Though he had long voiced support for same-sex marriage and had promised during his campaign last year to introduce legislation to legalize it, Spitzer did not mention the issue in his State of the State speech in January or in remarks a week ago outlining his priorities for the remainder of the legislative session, which ends June 21.
But his spokeswoman, Christine Anderson, said last week that Spitzer would not back away from his campaign pledge.
"The governor made a commitment to advance a program bill, and he will fulfill that commitment during this legislative session," Anderson said, using the term that refers to legislation introduced directly by the governor rather than by a state agency or by the Legislature.

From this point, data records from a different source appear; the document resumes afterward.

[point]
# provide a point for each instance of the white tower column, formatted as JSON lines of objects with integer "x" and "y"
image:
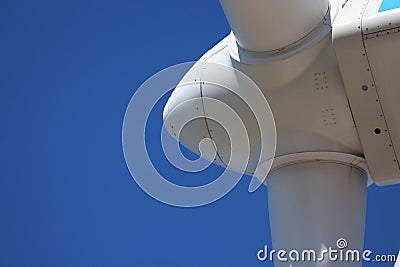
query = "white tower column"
{"x": 312, "y": 205}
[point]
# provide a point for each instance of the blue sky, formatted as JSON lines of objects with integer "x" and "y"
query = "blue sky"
{"x": 68, "y": 71}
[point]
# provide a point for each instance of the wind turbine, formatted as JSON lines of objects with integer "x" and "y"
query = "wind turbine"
{"x": 329, "y": 71}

Several states allow some form of civil union for same-sex couples, including Connecticut, where lawmakers are debating legislation that would take the further step of legalizing marriage for lesbian and gay male couples.
Massachusetts is the only state where same-sex marriage is legal.
Any legislation to make New York the second such state would face a steep climb in Albany, which Spitzer has acknowledged.
Legislation to legalize same-sex marriage has never made it to a floor vote in either the Assembly, which has a Democratic majority, or the Republican-controlled state Senate.